The strategy also supports research and long-term care. Donations raised in hospitals can support institutional research, subsidise clinical trials for diseases affecting poorer communities, and improve data collection for better policymaking. Schools can use donated funds to identify learning gaps and test remedial programmes that can later be replicated elsewhere. In this way, donations not only address immediate needs but also improve future public services.

Finally, the symbolic value matters.
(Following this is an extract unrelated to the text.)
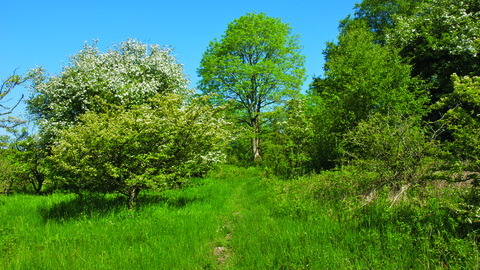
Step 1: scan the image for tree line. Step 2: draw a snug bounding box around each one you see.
[0,0,480,215]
Placing donation boxes where vulnerable people receive care and education—in hospital wards and classrooms—signals that society values life and learning alongside faith. It reframes compassion as action with measurable outcomes. It teaches children that civic responsibility is as important as spiritual practice and assures donors that even small contributions can create meaningful change.

A modest change in civic design can produce significant results. Imagine every district hospital with a clearly marked donation point, monthly impact reports, and a QR code for instant giving. Imagine every school maintaining a transparent community fund showing how local generosity improved attendance, infrastructure, or academic performance. These are realistic, achievable steps that strengthen ordinary people’s ability to help.

By prioritising hospitals and schools for donation collection, we make giving more effective while building a culture where compassion is organised, transparent, and inclusive.

Charity begins with compassion, but its power grows with purpose and accountability. Helping people in need should never be restricted to one place. Whether a donation is made in a mosque, temple, church, hospital, school, or any other public space, what matters most is that it reaches those who need it.

Let donation boxes stand wherever human suffering is greatest—in hospitals where patients struggle to buy medicines, and in schools where children dream of an education they cannot afford. Charity that relieves pain, restores health, and opens the doors of knowledge is a continuous investment in humanity and a source of enduring reward in the Hereafter.

If we want our collective kindness to save lives and unlock futures, let us make it easiest for people to give where it matters most. Let our donation boxes reflect the values we often profess — a society that prays for the needy and, more importantly, organises itself to care for them with open hands, clear purpose, and compassion.